É dever do líder oferecer esperança, abrir horizontes, ele acreditava. É o papel dele olhar para frente, além do momento atual. E, sim, essa atitude carrega um preço, e o líder deve estar disposto a pagá-lo para ter sucesso em sua missão. Politicamente, é quase um suicídio, porque os resultados são esperados apenas no longo prazo, mas é obrigação moral dos líderes pensar no futuro, nas gerações futuras, e tomar decisões que nem sempre são populares.  Essa era a crença de Shimon Peres e essa foi a noção que prevaleceu em todo o seu ser.
 
Sim, Rabin pagou por isso com a vida, e Peres pagou com seu futuro político, que foi interrompido (embora tenha sido eleito para o papel mais simbólico de Presidente do Estado de Israel). Mas os resultados não são apenas sobre Rabin e Peres. Os resultados têm a ver com todos nós e com a realidade que ainda estamos vivendo, ainda mais complicada desde então.

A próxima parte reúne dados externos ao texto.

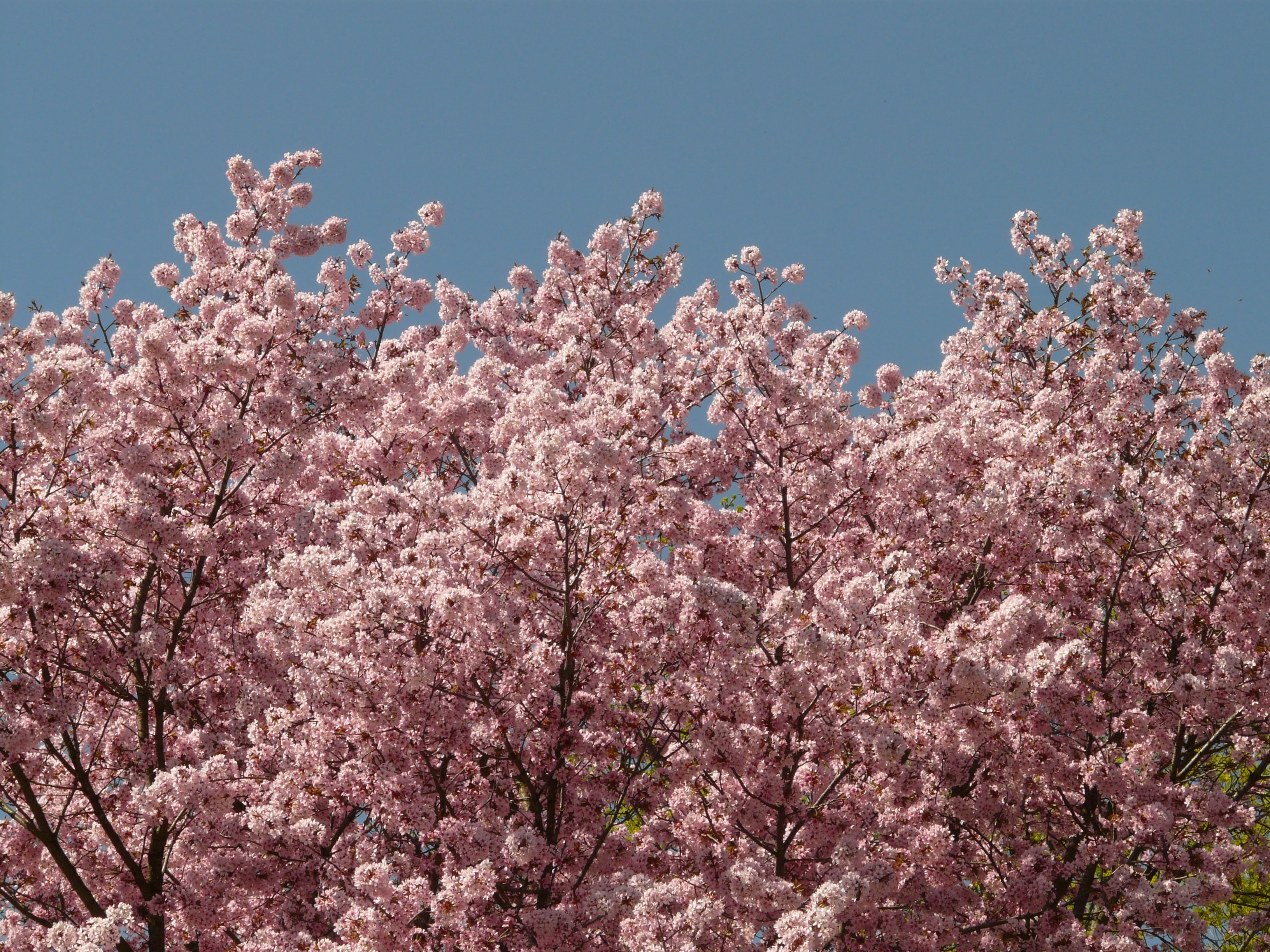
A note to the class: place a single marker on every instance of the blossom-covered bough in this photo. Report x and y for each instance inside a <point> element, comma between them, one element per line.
<point>314,641</point>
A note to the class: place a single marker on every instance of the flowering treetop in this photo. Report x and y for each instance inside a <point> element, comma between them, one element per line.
<point>314,641</point>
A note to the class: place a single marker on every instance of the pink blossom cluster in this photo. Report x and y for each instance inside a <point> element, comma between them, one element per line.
<point>313,641</point>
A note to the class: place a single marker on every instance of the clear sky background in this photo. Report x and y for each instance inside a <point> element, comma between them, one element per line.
<point>861,140</point>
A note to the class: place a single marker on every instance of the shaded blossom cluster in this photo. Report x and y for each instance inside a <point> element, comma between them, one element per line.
<point>313,640</point>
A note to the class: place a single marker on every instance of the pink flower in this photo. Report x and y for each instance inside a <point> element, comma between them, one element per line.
<point>1209,342</point>
<point>649,206</point>
<point>413,239</point>
<point>335,231</point>
<point>360,253</point>
<point>432,215</point>
<point>855,320</point>
<point>165,276</point>
<point>889,379</point>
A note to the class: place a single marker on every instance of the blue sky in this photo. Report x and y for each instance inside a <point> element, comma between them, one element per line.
<point>863,140</point>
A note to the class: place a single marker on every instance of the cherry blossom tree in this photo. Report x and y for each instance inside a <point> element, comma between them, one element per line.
<point>316,640</point>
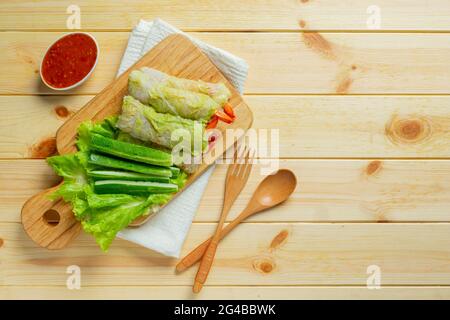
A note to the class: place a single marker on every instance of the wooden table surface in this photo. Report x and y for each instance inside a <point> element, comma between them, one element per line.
<point>364,122</point>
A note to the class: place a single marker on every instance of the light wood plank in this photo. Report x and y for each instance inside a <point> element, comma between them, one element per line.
<point>288,63</point>
<point>372,191</point>
<point>229,293</point>
<point>255,254</point>
<point>308,126</point>
<point>228,14</point>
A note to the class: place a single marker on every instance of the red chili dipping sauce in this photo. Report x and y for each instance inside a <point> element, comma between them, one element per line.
<point>69,60</point>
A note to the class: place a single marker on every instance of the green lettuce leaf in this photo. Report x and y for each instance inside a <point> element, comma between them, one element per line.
<point>72,168</point>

“Ainda está otimista sobre a paz entre israelenses e palestinos?”, ele estava acostumado a ser questionado. “Não há situações sem esperança, há apenas pessoas sem esperança”, ele respondia, e eu modestamente adotei sua visão.
 
Ele tinha contradições? Sim, bastante, mas faziam parte do seu charme e grande singularidade. Peres era sonhador e visionário, e ao mesmo tempo uma pessoa muito prática e um verdadeiro “fazedor”. Foi o homem que mais lutou pelo estabelecimento e consolidação da força de Israel, mas viu a paz como nossa principal força. Foi o estadista que soube construir as pontes internacionais mais importantes em benefício do Israel e fortalecer sua posição diplomática mundial e sua economia, e ao mesmo tempo não abandonou e não abriu a mão dos interesses do Estado. Ele era um intelectual que sempre carregava na bolsa, ao longo de suas viagens pelo mundo, quatro, cinco livros, e nunca parou de aprender e de se atualizar, e ao mesmo tempo era curioso e fascinado como um garoto com todas as inovações científicas e tecnológicas de Israel, tendo sido o maior porta-voz de nossa inovação e da criatividade, olhando sempre à frente de todos os outros. Ele era um estadista sábio e experiente que viu muito mais longe e mais profundo do que qualquer outra pessoa; as portas mais dignas e importantes do mundo estavam abertas para ele e, ao mesmo tempo, era uma pessoa calorosa, apaixonada, cheia de alma, que amava as pessoas que trabalhavam com ele e gostavam de sua proximidade e confiança. Homem laico e cheio de valores judaicos, homem israelense e ao mesmo tempo homem do mundo.
Tive a sorte de trabalhar com Shimon Peres por sete anos, com esse homem que se transformou em meu mentor e que me deu asas. Faz dois anos que não está mais conosco. Sentimos a sua ausência e ao mesmo tempo sentimos que está presente em nossos corações e mentes para sempre.